Feitas tais considerações sobre a importância de uma compreensão afeita aos emaranhados (ou malhas/ meshwork, como também nomeia Ingold, a partir de Lefebvre, Ingold, 2012; 201522) e de uma alternativa ao antropocentrismo, buscou-se pela concepção de agência expandida, uma vez que, nessa perspectiva, os seres e coisas tornam-se "agentes performativos", no mesmo grau de importância (em termos de afecções), digamos assim.

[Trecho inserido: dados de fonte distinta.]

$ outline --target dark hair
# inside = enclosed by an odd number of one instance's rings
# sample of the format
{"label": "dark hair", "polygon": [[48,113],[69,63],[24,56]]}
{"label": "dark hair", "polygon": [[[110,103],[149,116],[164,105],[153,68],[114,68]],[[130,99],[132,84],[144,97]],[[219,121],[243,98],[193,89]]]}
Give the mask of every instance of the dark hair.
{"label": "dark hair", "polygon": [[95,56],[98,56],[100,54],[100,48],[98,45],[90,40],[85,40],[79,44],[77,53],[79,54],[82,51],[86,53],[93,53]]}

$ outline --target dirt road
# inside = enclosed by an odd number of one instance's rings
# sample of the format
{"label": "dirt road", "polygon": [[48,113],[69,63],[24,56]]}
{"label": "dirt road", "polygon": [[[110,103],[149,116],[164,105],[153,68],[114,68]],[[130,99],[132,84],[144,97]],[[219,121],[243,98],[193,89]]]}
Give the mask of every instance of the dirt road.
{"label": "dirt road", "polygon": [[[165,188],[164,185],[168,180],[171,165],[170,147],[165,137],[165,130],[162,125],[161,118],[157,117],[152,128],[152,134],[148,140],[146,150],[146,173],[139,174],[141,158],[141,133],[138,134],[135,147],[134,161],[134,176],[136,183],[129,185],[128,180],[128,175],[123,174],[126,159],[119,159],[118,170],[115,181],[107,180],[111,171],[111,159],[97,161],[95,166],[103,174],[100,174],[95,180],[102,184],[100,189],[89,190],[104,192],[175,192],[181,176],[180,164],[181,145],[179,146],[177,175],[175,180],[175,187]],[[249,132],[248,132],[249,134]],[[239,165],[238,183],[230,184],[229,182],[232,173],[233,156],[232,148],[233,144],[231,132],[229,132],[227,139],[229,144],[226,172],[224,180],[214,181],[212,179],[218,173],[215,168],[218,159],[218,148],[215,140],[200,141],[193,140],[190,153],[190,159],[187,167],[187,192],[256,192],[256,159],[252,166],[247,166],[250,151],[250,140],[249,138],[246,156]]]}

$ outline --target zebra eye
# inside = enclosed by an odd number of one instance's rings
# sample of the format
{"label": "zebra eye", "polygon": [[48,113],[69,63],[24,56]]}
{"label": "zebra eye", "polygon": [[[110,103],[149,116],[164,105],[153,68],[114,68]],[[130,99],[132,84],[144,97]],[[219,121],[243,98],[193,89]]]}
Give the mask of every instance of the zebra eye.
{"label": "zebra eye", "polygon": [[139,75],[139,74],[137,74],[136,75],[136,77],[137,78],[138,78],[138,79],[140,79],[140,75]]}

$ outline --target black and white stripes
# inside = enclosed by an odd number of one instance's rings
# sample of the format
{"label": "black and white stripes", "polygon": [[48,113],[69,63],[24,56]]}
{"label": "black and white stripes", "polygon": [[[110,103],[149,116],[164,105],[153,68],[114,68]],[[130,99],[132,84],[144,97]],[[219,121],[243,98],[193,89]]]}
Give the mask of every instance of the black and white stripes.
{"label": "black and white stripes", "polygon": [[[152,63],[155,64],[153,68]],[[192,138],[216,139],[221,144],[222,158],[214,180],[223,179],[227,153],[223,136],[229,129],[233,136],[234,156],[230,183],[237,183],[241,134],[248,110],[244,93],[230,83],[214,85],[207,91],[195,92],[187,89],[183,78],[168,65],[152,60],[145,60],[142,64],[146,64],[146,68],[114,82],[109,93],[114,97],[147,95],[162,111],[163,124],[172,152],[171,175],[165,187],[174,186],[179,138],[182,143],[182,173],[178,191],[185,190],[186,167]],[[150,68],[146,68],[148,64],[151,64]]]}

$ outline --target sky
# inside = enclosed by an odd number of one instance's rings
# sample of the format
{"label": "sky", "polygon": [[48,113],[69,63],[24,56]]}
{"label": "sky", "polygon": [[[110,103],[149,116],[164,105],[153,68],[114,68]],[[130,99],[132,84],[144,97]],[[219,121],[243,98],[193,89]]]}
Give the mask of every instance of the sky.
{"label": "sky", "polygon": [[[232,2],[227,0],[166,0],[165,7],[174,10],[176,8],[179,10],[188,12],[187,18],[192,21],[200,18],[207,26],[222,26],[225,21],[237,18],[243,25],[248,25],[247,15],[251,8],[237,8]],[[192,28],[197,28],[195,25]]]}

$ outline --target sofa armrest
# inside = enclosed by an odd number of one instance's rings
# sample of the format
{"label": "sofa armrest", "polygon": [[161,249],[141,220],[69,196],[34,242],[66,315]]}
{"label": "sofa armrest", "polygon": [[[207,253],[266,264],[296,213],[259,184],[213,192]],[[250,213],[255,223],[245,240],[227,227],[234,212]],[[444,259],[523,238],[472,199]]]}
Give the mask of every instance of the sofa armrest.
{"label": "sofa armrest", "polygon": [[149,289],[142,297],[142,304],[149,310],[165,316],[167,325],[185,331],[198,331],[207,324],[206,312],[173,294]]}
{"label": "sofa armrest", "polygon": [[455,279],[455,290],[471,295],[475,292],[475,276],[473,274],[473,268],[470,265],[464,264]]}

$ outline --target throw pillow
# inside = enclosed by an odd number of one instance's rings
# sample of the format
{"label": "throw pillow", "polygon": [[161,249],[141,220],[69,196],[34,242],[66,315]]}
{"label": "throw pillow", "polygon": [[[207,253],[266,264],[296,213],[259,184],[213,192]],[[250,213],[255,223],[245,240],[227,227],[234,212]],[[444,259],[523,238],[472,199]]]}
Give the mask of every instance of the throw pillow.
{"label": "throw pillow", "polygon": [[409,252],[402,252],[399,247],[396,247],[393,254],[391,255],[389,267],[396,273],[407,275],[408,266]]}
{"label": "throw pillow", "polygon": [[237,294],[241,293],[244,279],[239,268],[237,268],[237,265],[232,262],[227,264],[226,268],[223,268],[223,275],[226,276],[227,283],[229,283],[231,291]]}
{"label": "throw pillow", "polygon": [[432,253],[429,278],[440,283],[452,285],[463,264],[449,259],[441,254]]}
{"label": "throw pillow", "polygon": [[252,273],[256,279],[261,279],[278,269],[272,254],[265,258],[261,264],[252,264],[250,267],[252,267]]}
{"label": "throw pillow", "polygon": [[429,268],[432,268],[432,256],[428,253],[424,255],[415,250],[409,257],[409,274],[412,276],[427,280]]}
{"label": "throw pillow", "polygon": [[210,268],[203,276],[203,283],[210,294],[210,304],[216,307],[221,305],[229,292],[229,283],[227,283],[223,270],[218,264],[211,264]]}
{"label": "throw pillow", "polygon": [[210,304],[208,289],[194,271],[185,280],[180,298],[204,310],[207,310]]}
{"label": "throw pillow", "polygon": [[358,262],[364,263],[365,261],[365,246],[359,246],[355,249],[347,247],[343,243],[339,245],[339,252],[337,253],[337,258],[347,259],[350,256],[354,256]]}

Neste sentido, temos que imaginar um mundo em que os sujeitos - humanos ou não humanos, animados ou inanimados - “são” porque estão em relação e influenciando um ao outro, todos enredados e passa a ser impossível dizer onde estão os limites (por exemplo, de cada criança/ das crianças, professor/ adulto(s) e as coisas). Em tais relações de reciprocidade, toda a matéria altera e muda as intra-ações em andamento, como nos lembra Moss (2019).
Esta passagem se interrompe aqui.